A wilder's skill, size, and probably intelligence was greater than Shay's, but there was one thing, at least, Shay had on a wilder: she could hear the sound of stone. Most humans couldn't, and neither could the wilders as far as she could tell. This was how Shay got her news, gossip, and, when it came down to it, how she survived.
Throughout the tremor and its aftershocks, she kept a sapphire, emerald, and the nail-destroying onyx in her pocket. Their stories comforted her: a jag looking out on the Black Sea under crystal light; an avian gliding just above its waters; a young woman carried in the murky currents to the Shadows in the ravaged shell of a stone beetle.
These wilder outcasts trusted the stone to protect them. From predators and tremors and quakes, the tremendous tremors occurring every three hundred turns of the sandshell after a series of seven smaller ones. This was the fifth tremor since the last quake, but like the previous four tremors, it was much too early in the interval. If the wilders were concerned about this, they didn't show it. For these outcasts, any disruption to the Known Caverns' rhythms was simply an excuse to make more music.
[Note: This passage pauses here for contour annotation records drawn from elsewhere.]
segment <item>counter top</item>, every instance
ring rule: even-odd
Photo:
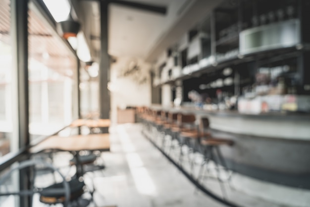
[[[197,117],[207,117],[210,129],[225,133],[310,141],[310,114],[281,112],[248,114],[237,111],[208,111],[194,107],[174,107],[160,105],[153,105],[151,108],[170,112],[191,113]]]
[[[293,112],[269,112],[258,114],[241,113],[237,110],[207,110],[195,107],[169,107],[159,105],[153,105],[151,108],[169,111],[194,113],[201,115],[212,115],[223,117],[241,117],[243,118],[268,119],[268,120],[283,120],[290,121],[310,121],[310,114]]]

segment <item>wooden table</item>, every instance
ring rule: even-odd
[[[79,119],[73,121],[70,125],[71,127],[77,127],[86,126],[89,128],[108,127],[111,122],[108,119]]]
[[[47,150],[109,151],[109,134],[95,134],[66,137],[53,136],[31,148],[30,153],[37,153]]]

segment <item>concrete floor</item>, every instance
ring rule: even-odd
[[[103,155],[104,176],[94,179],[98,206],[223,206],[195,193],[195,186],[142,136],[140,126],[125,124],[110,131],[111,153]]]
[[[126,124],[110,128],[110,152],[102,154],[105,169],[86,173],[84,176],[89,188],[94,187],[95,189],[95,203],[92,203],[89,207],[224,206],[197,190],[195,186],[142,135],[141,129],[139,124]],[[58,167],[67,166],[72,156],[69,153],[57,153],[54,156],[54,163]],[[67,167],[61,169],[61,172],[68,177],[74,174],[75,171],[73,168],[69,171]],[[47,186],[43,182],[52,181],[52,177],[51,174],[43,175],[36,182]],[[241,182],[240,180],[242,180],[235,181]],[[215,194],[220,195],[219,186],[216,181],[207,181],[204,185]],[[229,187],[226,188],[229,201],[240,207],[288,206],[258,199]],[[90,195],[86,194],[87,196]],[[0,207],[13,206],[13,202],[11,199],[11,201],[0,203]],[[35,198],[34,206],[47,206],[40,203],[37,197]]]

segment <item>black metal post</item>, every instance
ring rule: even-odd
[[[108,50],[108,3],[100,1],[101,19],[101,54],[99,69],[99,111],[100,118],[109,118],[110,97],[107,90],[110,66]],[[102,129],[107,132],[107,129]]]
[[[29,92],[28,92],[28,0],[11,0],[11,38],[13,51],[12,100],[15,132],[14,137],[18,138],[19,149],[30,144],[29,132]],[[31,186],[29,177],[30,171],[21,170],[19,173],[20,190],[28,189]],[[30,207],[31,200],[29,197],[20,198],[20,206]]]

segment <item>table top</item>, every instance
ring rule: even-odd
[[[111,122],[108,119],[76,119],[72,122],[70,126],[71,127],[77,127],[82,126],[86,126],[89,127],[108,127],[110,126]]]
[[[47,150],[108,151],[110,150],[109,135],[109,134],[95,134],[65,137],[53,136],[31,148],[30,152],[37,153]]]

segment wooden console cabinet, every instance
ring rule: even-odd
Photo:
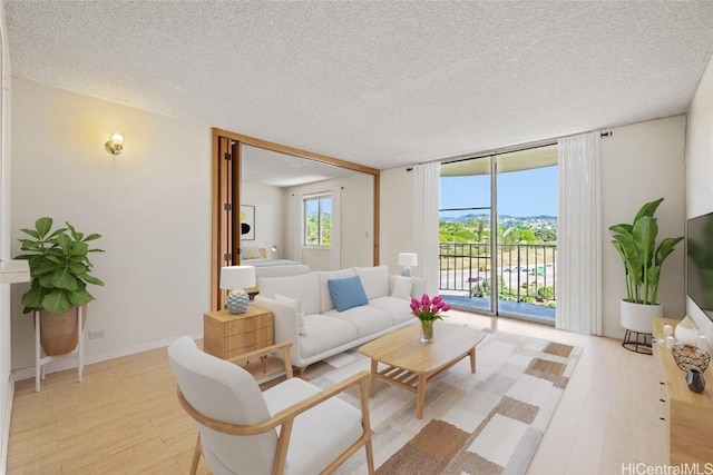
[[[664,324],[675,327],[677,320],[654,318],[654,337],[664,338]],[[701,469],[713,462],[713,368],[704,373],[705,389],[688,389],[685,373],[665,345],[653,344],[654,364],[658,372],[661,403],[657,415],[665,424],[664,433],[671,465],[699,463]]]
[[[250,305],[244,314],[228,310],[203,316],[203,349],[228,359],[273,344],[272,311]]]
Yet, for all Shay knew, they could be discussing this very problem through the music itself.
When the wilder troupe began anew, their vibrations calmed Shay slightly, and the numbing vine root she'd consumed slightly more. The glowworm skin she chewed on kept her teeth from grinding away. Their song was a reprise on the previous motifs. They were restating their positions. Nim altered his approach to incorporate Ginna's nuances, and Ginna to acknowledge Nim, each affording the other generosity. They even swapped roles and traded back again. Humans couldn't do that so easily.
It went on. Shay knew a sense of comfort might only come once the aftershocks ceased. In the Reach, which she had left three intervals prior, Shay heard of islands washed away by bombarding stones ripped from the cavern ceiling. She wondered if her mother and Sewed Lips would survive this one. The half ruby embedded in her shoulder spread lines of warmth, and she knew, at least for now, that they were okay. Sleep eluded Shay. She played with the stories in the sapphire, emerald, and onyx and they blended as inks on her cave paintings. Beneath her Lumos mask, she watched the sand slip from the top end to the receiving container of her sandshell. She breathed. And her heart beat to the rhythm of the wilder tones.